|UAB Expands Exercise Study for Breast Cancer Survivors|
July 24, 2013
UAB is enrolling another 40 women in its study to help breast-cancer survivors begin and sustain an exercise program that can improve their quality of life.
Fifteen years ago, so little was known about cancer that many oncologists focused almost exclusively on getting patients through grueling treatments. That is no longer the case.
Because many treatments have become targeted and highly specialized, and patients — including those with breast cancer — are living longer. This brings a new focus on improving the quality of life after treatment, says Laura Rogers, M.D., professor in the UAB Department of Nutrition Sciences and principal investigator of the study that began in February.
“We’re trying to give breast-cancer survivors the tools they need to start an exercise program, and we want to determine the paths that lead them to continue exercising after treatment has ended,” Rogers said. “We want to know what kind of support they need.”
The Better Exercise Adherence after Treatment for Cancer (BEAT Cancer) study is funded by a $3.5-million federal grant from the National Cancer Institute. Researchers are enrolling women diagnosed with breast-cancer who have finished treatment but are not engaged in a regular exercise program.
Rogers said researchers hope to determine if patients need one-on-one engagement, a support group atmosphere or a combination.
During the program’s first six weeks, participants will receive coaching from an exercise specialist and learn to use a heart-rate monitor.

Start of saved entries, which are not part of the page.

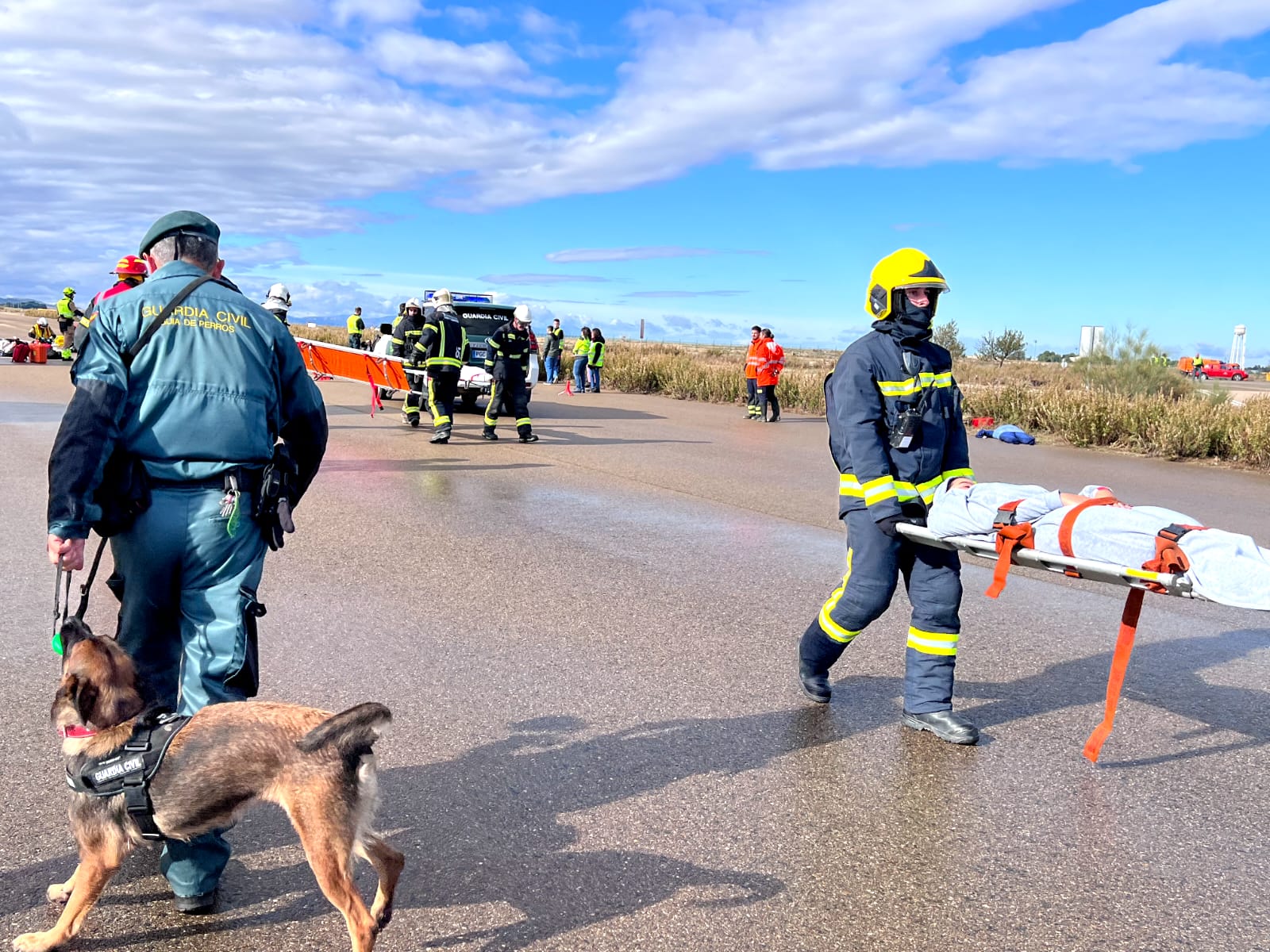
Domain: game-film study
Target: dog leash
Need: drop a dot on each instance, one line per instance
(63, 596)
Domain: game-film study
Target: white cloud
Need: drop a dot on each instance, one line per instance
(819, 83)
(626, 254)
(343, 12)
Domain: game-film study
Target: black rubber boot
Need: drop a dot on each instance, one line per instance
(816, 655)
(944, 725)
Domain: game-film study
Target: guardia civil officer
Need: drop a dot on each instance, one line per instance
(406, 340)
(507, 359)
(895, 433)
(202, 406)
(442, 351)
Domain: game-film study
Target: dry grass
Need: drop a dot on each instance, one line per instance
(1091, 405)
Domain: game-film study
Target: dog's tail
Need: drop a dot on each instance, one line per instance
(351, 733)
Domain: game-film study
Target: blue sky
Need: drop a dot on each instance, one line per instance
(698, 165)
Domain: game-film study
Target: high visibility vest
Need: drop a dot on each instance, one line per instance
(753, 359)
(444, 343)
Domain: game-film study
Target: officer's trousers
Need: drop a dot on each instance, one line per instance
(874, 565)
(187, 616)
(414, 397)
(442, 391)
(508, 393)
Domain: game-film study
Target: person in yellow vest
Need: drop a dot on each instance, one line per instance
(581, 352)
(67, 311)
(41, 332)
(356, 325)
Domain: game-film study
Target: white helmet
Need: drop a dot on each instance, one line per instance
(279, 294)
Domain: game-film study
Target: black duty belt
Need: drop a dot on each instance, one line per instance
(248, 482)
(129, 770)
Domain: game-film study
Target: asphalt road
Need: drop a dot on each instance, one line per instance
(598, 744)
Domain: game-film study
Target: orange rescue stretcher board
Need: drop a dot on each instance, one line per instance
(347, 363)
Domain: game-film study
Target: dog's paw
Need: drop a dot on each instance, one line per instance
(33, 942)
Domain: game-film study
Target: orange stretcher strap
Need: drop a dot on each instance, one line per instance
(1064, 530)
(1115, 681)
(1011, 536)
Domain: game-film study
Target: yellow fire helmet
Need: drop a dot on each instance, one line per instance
(906, 268)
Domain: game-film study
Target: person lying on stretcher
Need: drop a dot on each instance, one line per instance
(1225, 566)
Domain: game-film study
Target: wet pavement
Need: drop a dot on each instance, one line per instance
(598, 744)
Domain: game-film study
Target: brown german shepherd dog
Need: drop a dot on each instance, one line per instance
(315, 766)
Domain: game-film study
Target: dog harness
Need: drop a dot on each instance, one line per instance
(129, 770)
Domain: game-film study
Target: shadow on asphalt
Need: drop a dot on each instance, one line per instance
(484, 828)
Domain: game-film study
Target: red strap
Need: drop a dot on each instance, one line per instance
(1064, 530)
(1115, 679)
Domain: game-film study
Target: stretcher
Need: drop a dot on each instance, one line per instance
(1124, 575)
(1137, 581)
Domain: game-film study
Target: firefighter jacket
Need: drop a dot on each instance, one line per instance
(216, 386)
(876, 381)
(406, 340)
(507, 352)
(442, 346)
(772, 362)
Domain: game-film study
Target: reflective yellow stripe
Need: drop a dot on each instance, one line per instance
(827, 625)
(933, 643)
(914, 385)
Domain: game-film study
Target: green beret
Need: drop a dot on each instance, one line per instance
(183, 222)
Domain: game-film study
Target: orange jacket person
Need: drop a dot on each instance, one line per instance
(772, 362)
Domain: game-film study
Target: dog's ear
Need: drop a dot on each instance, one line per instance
(83, 695)
(74, 630)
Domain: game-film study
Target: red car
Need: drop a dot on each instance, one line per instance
(1222, 371)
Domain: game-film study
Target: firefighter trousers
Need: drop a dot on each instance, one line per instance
(510, 395)
(442, 391)
(414, 397)
(933, 578)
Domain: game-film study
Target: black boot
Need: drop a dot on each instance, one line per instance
(816, 655)
(944, 725)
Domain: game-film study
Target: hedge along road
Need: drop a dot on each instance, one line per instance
(588, 647)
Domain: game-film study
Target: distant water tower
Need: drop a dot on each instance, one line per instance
(1240, 346)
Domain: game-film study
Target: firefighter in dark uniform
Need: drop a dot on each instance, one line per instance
(442, 349)
(205, 408)
(406, 340)
(507, 359)
(895, 433)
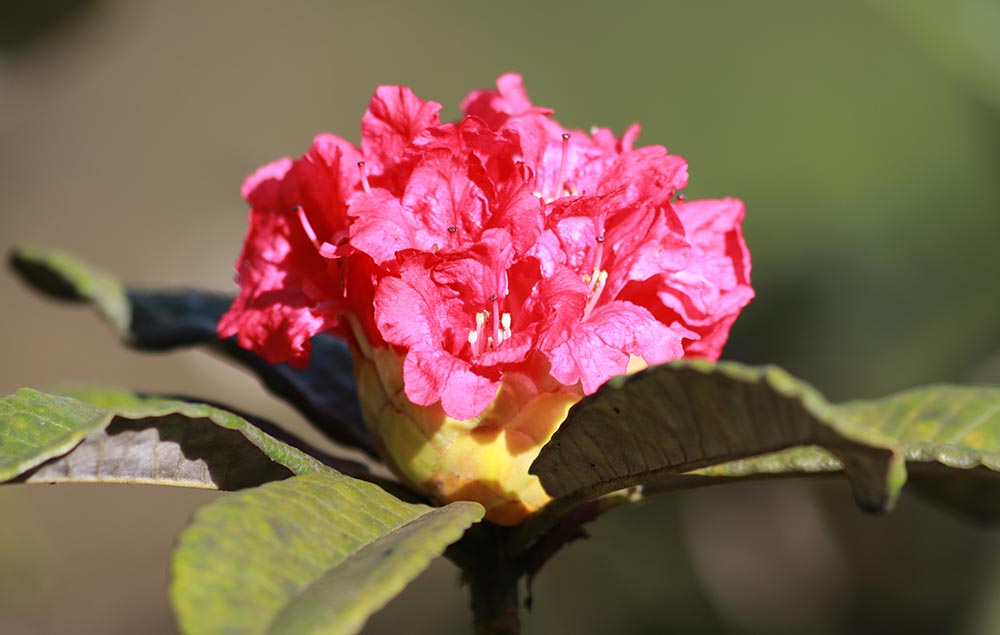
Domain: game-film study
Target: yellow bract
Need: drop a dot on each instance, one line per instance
(485, 459)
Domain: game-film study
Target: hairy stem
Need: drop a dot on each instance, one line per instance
(494, 604)
(493, 590)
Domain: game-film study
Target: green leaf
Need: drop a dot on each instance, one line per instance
(689, 415)
(949, 435)
(110, 435)
(312, 554)
(152, 320)
(35, 426)
(951, 438)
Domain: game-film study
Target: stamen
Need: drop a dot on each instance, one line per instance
(560, 187)
(307, 226)
(598, 259)
(364, 177)
(480, 324)
(601, 279)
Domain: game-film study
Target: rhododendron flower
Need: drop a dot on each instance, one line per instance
(487, 274)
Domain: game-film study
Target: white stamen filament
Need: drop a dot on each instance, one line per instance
(364, 177)
(560, 187)
(600, 278)
(479, 341)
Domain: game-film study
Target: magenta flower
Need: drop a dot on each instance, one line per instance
(481, 267)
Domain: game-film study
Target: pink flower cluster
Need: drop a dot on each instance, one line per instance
(487, 246)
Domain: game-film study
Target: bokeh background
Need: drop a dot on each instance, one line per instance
(864, 136)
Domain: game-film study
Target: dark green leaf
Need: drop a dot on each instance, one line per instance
(111, 435)
(688, 415)
(312, 554)
(325, 392)
(950, 437)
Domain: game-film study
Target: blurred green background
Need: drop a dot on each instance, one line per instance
(863, 135)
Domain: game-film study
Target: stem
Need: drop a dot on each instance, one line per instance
(493, 588)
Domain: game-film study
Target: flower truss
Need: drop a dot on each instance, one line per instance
(487, 273)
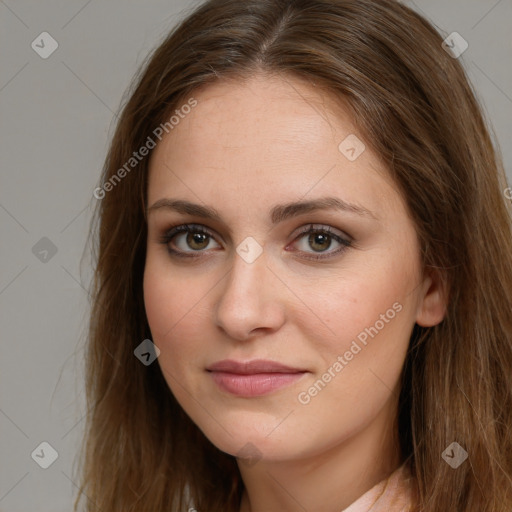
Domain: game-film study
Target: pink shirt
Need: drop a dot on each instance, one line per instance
(397, 493)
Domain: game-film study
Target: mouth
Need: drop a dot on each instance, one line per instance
(253, 378)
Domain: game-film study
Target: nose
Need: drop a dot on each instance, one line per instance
(250, 301)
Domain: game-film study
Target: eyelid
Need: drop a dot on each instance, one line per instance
(339, 236)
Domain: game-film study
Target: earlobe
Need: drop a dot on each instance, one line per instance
(433, 302)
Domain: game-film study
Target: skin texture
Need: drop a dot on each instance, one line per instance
(244, 148)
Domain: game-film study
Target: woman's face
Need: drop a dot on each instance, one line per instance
(336, 306)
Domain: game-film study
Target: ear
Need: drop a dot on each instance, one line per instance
(433, 299)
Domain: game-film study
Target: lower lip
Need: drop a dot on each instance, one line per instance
(257, 384)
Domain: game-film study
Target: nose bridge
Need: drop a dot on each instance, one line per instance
(248, 299)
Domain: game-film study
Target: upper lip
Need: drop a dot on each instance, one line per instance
(252, 367)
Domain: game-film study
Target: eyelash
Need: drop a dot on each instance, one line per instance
(197, 228)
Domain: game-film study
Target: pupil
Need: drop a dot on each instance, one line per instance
(197, 239)
(319, 239)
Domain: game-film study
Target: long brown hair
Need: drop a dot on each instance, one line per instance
(415, 107)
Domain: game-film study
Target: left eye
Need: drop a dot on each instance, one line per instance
(320, 239)
(195, 238)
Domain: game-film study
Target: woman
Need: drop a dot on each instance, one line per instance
(304, 281)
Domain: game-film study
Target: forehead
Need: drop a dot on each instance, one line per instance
(266, 136)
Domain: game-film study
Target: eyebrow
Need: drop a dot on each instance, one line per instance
(278, 213)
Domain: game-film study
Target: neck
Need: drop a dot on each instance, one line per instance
(329, 480)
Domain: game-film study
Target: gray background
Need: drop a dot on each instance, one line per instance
(56, 117)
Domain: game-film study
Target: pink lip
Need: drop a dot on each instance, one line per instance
(253, 378)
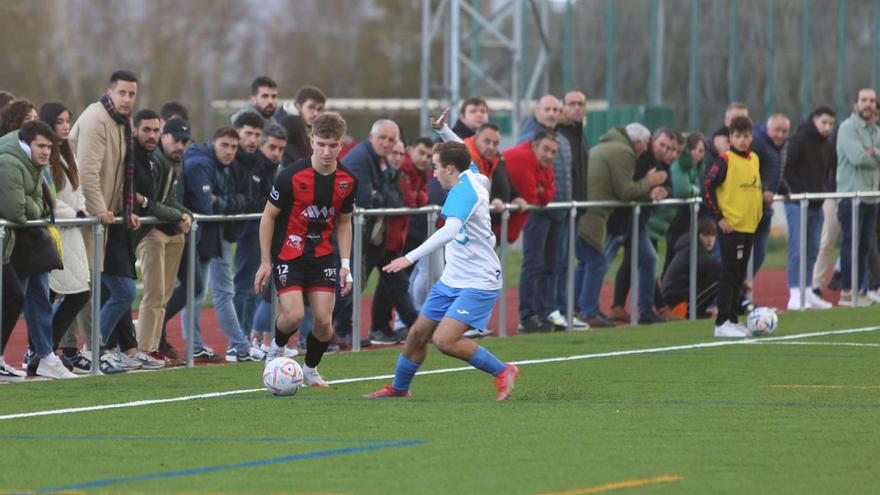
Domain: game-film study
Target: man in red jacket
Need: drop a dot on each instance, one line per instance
(530, 165)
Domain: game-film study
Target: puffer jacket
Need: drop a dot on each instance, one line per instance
(74, 278)
(21, 193)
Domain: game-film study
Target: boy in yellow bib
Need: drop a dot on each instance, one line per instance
(732, 190)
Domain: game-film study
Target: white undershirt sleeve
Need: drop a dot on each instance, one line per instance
(439, 239)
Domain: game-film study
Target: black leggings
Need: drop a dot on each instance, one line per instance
(13, 303)
(66, 313)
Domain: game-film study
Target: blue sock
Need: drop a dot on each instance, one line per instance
(486, 361)
(404, 373)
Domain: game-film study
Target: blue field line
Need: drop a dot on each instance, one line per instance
(226, 467)
(132, 438)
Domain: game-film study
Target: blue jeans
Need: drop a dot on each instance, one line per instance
(867, 221)
(647, 267)
(38, 312)
(595, 266)
(177, 303)
(122, 294)
(218, 273)
(759, 252)
(560, 291)
(814, 235)
(540, 245)
(247, 262)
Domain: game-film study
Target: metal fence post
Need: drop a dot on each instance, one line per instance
(504, 248)
(802, 252)
(634, 268)
(854, 252)
(569, 268)
(97, 264)
(2, 250)
(356, 272)
(692, 262)
(191, 293)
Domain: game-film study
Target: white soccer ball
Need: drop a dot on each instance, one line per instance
(282, 376)
(762, 321)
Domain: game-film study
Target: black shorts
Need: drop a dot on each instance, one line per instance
(316, 274)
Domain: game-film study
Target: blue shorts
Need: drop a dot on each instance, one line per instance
(472, 307)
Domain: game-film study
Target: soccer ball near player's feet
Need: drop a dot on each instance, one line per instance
(762, 321)
(282, 376)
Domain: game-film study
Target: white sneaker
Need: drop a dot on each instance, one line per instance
(123, 361)
(846, 300)
(147, 362)
(579, 324)
(311, 378)
(9, 373)
(274, 351)
(816, 302)
(557, 319)
(50, 367)
(730, 329)
(794, 299)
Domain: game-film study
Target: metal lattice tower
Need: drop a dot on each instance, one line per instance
(483, 52)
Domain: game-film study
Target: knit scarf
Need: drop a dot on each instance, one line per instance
(127, 161)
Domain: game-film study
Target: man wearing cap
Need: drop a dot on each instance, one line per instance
(160, 247)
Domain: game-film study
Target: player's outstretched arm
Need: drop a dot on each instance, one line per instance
(267, 225)
(343, 239)
(438, 240)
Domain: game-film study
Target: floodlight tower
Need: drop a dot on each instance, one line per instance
(490, 47)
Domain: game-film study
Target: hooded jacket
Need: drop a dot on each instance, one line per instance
(610, 177)
(204, 176)
(21, 193)
(809, 162)
(675, 287)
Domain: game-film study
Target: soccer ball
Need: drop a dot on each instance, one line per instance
(762, 321)
(282, 376)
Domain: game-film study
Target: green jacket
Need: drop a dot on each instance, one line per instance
(856, 170)
(610, 177)
(685, 184)
(21, 193)
(165, 205)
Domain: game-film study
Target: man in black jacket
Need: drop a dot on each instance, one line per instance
(676, 280)
(809, 162)
(160, 247)
(254, 179)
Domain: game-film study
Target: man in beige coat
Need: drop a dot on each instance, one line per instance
(100, 138)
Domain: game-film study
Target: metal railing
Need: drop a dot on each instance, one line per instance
(432, 213)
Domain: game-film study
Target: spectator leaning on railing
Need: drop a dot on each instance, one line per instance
(530, 165)
(809, 160)
(610, 177)
(70, 284)
(858, 170)
(23, 196)
(103, 143)
(160, 247)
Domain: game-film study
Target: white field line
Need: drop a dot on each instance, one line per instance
(704, 345)
(819, 344)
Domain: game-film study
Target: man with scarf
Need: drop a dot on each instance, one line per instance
(102, 138)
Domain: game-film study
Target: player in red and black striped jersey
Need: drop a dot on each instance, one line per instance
(311, 199)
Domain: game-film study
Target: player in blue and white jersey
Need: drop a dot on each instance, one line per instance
(470, 284)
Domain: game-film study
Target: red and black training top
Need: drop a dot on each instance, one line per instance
(309, 203)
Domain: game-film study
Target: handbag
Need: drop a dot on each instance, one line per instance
(35, 251)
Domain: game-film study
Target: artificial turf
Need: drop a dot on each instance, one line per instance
(768, 417)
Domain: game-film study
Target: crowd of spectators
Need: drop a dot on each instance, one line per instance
(119, 165)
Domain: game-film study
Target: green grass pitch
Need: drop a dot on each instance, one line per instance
(785, 416)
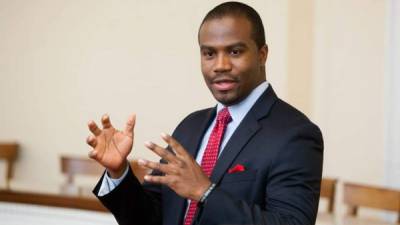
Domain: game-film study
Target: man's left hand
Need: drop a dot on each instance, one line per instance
(182, 173)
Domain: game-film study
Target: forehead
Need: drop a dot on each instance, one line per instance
(225, 31)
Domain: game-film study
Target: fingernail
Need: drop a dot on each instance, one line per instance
(149, 144)
(141, 162)
(164, 135)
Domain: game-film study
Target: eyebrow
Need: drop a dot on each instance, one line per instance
(234, 45)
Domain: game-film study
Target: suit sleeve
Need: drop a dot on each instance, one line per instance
(291, 191)
(132, 204)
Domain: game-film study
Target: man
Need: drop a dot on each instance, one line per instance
(252, 159)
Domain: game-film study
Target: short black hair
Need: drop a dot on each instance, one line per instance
(239, 9)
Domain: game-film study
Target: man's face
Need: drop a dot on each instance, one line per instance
(231, 63)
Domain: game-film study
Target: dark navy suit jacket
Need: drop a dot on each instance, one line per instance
(282, 152)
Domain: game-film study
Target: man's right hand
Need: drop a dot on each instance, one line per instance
(110, 146)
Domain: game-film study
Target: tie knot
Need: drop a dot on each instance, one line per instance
(224, 116)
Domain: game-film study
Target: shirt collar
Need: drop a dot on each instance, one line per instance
(239, 110)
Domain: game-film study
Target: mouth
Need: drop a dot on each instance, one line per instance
(224, 84)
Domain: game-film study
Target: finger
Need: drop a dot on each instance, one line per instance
(93, 154)
(175, 145)
(94, 128)
(164, 168)
(130, 124)
(105, 120)
(162, 152)
(91, 141)
(157, 179)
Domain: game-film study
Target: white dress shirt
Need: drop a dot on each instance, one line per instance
(237, 112)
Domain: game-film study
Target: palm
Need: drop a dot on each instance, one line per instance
(111, 147)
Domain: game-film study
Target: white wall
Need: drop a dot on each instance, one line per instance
(392, 106)
(349, 87)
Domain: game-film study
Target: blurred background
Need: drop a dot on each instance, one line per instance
(63, 63)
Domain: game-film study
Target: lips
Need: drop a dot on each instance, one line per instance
(224, 85)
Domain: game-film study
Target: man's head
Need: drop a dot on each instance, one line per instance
(233, 51)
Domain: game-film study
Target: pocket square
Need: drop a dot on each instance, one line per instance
(237, 168)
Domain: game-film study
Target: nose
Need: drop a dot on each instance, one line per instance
(222, 64)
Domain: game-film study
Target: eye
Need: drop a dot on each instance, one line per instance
(236, 52)
(208, 53)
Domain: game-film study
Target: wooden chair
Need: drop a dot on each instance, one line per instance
(356, 195)
(9, 153)
(72, 166)
(328, 191)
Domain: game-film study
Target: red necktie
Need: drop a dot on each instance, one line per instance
(210, 154)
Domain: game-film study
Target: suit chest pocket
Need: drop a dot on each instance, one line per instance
(245, 176)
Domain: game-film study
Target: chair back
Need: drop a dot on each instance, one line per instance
(328, 191)
(357, 195)
(9, 153)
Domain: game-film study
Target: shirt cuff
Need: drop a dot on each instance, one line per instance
(108, 184)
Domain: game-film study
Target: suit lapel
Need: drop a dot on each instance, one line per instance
(200, 125)
(243, 133)
(200, 128)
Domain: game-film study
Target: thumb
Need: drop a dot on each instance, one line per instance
(130, 124)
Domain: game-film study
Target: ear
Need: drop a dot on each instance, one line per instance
(263, 54)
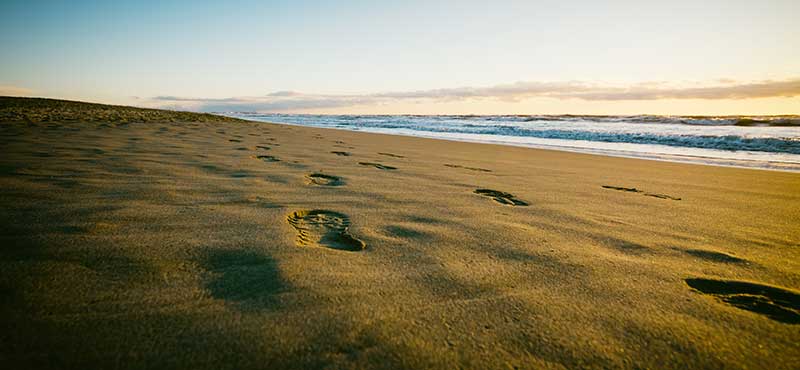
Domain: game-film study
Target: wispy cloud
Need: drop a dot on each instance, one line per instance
(9, 90)
(293, 101)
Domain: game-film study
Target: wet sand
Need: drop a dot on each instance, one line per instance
(249, 245)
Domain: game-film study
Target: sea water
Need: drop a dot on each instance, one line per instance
(770, 142)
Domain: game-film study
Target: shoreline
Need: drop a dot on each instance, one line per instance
(659, 157)
(249, 245)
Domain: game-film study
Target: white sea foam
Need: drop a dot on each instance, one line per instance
(771, 142)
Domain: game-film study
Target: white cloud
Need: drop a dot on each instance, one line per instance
(290, 100)
(8, 90)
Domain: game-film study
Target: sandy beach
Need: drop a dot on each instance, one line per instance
(234, 245)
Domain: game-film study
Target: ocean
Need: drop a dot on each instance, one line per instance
(767, 142)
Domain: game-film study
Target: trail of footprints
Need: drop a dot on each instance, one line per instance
(330, 229)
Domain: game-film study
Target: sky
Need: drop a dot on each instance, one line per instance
(419, 57)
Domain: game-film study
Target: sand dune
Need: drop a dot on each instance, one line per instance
(185, 245)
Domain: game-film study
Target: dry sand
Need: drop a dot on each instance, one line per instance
(250, 245)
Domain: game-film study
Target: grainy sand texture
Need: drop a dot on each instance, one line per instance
(238, 245)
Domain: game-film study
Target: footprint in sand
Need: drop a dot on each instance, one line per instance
(324, 180)
(268, 158)
(775, 303)
(323, 229)
(392, 155)
(501, 197)
(467, 168)
(377, 165)
(634, 190)
(715, 256)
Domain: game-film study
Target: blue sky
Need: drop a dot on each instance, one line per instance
(338, 56)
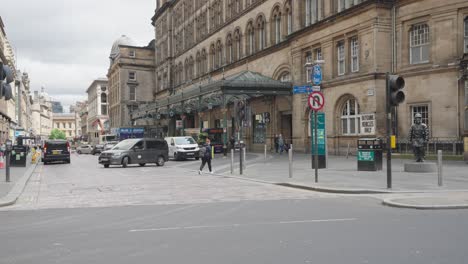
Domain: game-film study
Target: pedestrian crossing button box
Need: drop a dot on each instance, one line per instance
(369, 154)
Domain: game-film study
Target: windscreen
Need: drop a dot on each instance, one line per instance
(185, 141)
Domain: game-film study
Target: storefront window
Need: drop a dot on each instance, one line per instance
(259, 129)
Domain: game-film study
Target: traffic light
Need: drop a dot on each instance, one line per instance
(5, 88)
(395, 94)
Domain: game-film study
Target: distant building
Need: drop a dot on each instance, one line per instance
(57, 107)
(131, 80)
(98, 109)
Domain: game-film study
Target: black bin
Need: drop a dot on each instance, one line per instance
(18, 156)
(369, 154)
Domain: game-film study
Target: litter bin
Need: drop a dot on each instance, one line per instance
(369, 154)
(18, 156)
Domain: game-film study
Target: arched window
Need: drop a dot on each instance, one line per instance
(465, 50)
(419, 44)
(250, 43)
(237, 45)
(213, 56)
(288, 12)
(350, 118)
(204, 62)
(276, 26)
(261, 33)
(103, 98)
(229, 49)
(198, 68)
(219, 54)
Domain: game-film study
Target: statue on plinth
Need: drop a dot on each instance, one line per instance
(418, 137)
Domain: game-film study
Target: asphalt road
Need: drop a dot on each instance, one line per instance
(173, 215)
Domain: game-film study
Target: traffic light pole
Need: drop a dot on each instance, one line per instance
(388, 113)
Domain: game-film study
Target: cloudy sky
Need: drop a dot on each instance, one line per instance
(65, 44)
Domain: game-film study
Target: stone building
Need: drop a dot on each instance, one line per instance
(131, 80)
(211, 55)
(98, 113)
(68, 123)
(41, 112)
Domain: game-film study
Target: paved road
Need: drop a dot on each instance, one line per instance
(85, 183)
(88, 214)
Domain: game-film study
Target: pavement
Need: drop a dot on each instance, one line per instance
(408, 190)
(19, 176)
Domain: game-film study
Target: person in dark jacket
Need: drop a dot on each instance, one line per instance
(206, 157)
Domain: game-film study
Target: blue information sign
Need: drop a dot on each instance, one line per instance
(302, 89)
(317, 75)
(320, 132)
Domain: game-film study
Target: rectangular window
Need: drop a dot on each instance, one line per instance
(132, 93)
(318, 54)
(259, 129)
(132, 76)
(341, 58)
(419, 44)
(423, 110)
(354, 54)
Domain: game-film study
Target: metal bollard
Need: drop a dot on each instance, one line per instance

Volunteers must maintain their own exercise regimen at home in the final weeks of the program, but an exercise specialist will be available for support.
Study participants will have follow-up visits at three, six and 12 months. Participants will be compensated $50 for their initial assessment and after each of the three other evaluations. Women who are not assigned to receive the program will receive three free exercise sessions with a cancer exercise trainer at the end of the study.
Rogers hopes the study will lead to the creation of educational training materials that can be used in cancer centers nationwide to help staff incorporate these interventions with their patients.